King of Aksum
- Reign: 1 B.C.–16 A.D.
- Predecessor: Luzay
- Successor: Za Zalis (?)
- Issue: Za Zalis (?)
- Religion: Paganism

= Bazen of Axum =

Early 1st century King of Aksum

Bazen was a king of Axum who reigned beginning in 8 B.C. according to various Ethiopian regnal lists in E.C. and around 1 B.C.–16 A.D in G.E.

==History==
Ethiopian regnal lists largely agree that Bazen's reign began eight years before the birth of Christ. Oral lists recorded by James Bruce and Henry Salt claim Bazen reigned for sixteen years. A manuscript held in the British Museum also records a 16-year reign for this king. However, a different written list quoted by Pedro Páez claimed this king reigned for 17 years instead. The 1922 regnal list quoted by Prince Regent Tafari Makannon claims this king reigned for 17 years from 8 B.C. to 9 A.D., with dates following the Ethiopian calendar.
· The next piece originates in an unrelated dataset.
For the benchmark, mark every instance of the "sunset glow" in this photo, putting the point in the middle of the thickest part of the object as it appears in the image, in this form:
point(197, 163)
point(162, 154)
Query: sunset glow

Ethiopian historian Fisseha Yaze Kassa stated this king reigned for 6 years.

Egyptologist Henry Salt claimed he saw an ancient inscription on a stone in a church in Axum stating "This is the sepulchral stone of Bazen". He did however claim that this was the name of several Abyssinian kings, so he may not have been referring to this specific king.

==In Christianity==
The Ethiopian Orthodox Tewahedo Church has an ancient tradition identifying Bazen of Axum with Balthazar, one of the Biblical Magi.